🤖 AI Summary
To address the challenges of dynamic, high-concurrency unmanned traffic management (UTM) in dense urban low-altitude environments, this paper proposes a physics-informed multi-layer directional “skyway” architecture and a continuous spatiotemporal UTM scheduling framework. Methodologically, it integrates physics-based constraints, hierarchical directional airspace partitioning, and dynamic resource allocation to enable omnidirectional drone accessibility and real-time dynamic access. Crucially, time-varying airspace capacity is explicitly embedded into the scheduling model, enabling computationally efficient and scalable safe scheduling.
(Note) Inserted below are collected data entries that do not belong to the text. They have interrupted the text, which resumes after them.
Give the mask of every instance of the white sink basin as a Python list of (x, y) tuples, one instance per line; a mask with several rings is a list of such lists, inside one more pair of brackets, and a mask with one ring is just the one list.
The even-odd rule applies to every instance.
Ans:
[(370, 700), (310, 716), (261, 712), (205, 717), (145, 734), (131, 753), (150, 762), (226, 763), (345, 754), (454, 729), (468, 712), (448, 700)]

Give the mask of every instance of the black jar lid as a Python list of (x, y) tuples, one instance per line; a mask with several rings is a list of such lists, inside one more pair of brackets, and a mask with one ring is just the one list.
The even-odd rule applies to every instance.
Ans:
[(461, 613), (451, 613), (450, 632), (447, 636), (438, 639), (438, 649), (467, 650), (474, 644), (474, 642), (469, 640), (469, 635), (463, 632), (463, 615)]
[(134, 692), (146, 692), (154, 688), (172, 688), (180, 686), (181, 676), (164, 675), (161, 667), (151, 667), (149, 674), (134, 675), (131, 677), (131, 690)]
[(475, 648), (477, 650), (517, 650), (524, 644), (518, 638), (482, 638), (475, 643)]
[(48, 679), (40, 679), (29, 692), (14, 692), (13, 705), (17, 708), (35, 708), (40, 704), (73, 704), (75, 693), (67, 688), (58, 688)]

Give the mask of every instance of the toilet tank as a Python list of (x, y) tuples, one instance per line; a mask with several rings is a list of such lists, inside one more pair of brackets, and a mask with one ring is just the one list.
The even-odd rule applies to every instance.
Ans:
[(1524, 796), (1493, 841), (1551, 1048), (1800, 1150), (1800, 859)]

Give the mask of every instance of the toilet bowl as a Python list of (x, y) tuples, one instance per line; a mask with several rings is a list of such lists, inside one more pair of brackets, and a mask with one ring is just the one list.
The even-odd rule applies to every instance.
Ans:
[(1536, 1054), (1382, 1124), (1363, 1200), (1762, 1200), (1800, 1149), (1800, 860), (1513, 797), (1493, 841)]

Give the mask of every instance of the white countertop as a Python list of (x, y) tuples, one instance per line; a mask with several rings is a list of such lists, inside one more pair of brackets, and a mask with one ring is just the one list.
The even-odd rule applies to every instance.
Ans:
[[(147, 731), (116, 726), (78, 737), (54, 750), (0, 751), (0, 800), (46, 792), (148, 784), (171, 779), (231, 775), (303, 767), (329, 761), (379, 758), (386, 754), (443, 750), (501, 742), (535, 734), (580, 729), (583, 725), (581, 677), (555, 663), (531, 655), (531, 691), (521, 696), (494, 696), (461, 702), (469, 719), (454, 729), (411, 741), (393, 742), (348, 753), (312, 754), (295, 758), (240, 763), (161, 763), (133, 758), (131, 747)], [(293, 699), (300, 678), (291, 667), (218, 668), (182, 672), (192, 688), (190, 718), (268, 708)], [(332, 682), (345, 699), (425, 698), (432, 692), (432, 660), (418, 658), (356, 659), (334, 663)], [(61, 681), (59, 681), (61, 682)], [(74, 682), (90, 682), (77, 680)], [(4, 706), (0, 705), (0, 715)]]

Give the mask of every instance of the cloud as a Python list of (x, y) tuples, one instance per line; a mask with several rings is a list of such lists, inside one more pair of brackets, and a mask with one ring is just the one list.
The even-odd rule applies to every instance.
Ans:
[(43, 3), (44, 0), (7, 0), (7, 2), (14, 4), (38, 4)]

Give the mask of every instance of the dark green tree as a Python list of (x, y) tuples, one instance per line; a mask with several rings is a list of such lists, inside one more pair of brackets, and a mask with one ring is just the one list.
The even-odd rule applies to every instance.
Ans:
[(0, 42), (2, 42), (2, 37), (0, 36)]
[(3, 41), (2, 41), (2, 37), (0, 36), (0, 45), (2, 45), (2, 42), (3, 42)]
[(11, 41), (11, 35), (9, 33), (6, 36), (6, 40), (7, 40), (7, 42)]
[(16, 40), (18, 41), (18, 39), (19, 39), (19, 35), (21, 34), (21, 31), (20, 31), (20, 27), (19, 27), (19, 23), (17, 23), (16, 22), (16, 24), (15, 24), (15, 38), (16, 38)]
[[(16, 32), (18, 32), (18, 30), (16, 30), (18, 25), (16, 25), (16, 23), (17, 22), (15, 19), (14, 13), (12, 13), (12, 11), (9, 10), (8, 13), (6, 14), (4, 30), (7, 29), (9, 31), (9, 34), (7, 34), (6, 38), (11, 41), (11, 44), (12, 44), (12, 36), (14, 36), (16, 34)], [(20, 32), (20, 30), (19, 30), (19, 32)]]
Experiments in complex 3D urban settings demonstrate that the system significantly improves airspace utilization (+32.7%) and scheduling throughput (2.1×), while guaranteeing millisecond-level response latency and zero collision—establishing a deployable infrastructure paradigm for large-scale intelligent low-altitude transportation.
📝 Abstract
Unlike traditional multi-agent coordination frameworks, which assume a fixed number of agents, UAS traffic management (UTM) requires a platform that enables Uncrewed Aerial Systems (UAS) to freely enter or exit constrained low-altitude airspace. Consequently, the number of UAS operating in a given region is time-varying, with vehicles dynamically joining or leaving even in dense, obstacle-laden environments. The primary goal of this paper is to develop a computationally efficient management system that maximizes airspace usability while ensuring safety and efficiency. To achieve this, we first introduce physics-informed methods to structure fixed skyroads across multiple altitude layers of urban airspace, with the directionality of each skyroad designed to guarantee full reachability. We then present a novel Continuous UTM (C-UTM) framework that optimally allocates skyroads to UAS requests while accounting for the time-varying capacity of the airspace. Collectively, the proposed model addresses the key challenges of low-altitude UTM by providing a scalable, safe, and efficient solution for urban airspace usability.